I believe this functionality can be achieved by way of a Login Window configuration profile:

Cheers,
katie

@Katie ,
thanks for the response. I'm aware of this profile, but in this case I've to maintain my users and groups twice.
Once in the AD in order for share access via group privileges, and then in JSS for the login profile. This ist double the work, for the same result.
best regards
OH

@NUREG Once Centrify is out of the mix, are your computers still binding to AD via native OS X plugin? Is AD integrated with the JSS via the LDAP Servers settings? If so, then there is no need to replicate group structure. The JSS would be reading the same group membership that the computers are during login.

Cheers,
katie

The only thing we would want here from Centrify is smart card login. The rest of the management can be left to Casper. If there is a way to do that I would be happy. It used to be that Express did that but it appears it now only supports VPN login. Smart Card login into AD requires the paid version and management is not going to go for that along with Casper at all.

Maybe we will look at Thursby but I think they are in the same boat.

@hunter99 Technically, all you need is the PIV tokend.
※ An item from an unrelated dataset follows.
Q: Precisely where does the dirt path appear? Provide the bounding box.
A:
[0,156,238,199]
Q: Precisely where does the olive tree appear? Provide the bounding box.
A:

There was a time when you could lift it from a previous version of OS X and just drop it in the Security folder and smart card started working again.

Anyway, check out a free alternative.

@JPDyson Don't count on that working forever either. Apple has massively revamped the smart card API's in OS X (as in totally changed them) so that OSS project won't work soon. I'd say more but that'd currently violate developer NDA.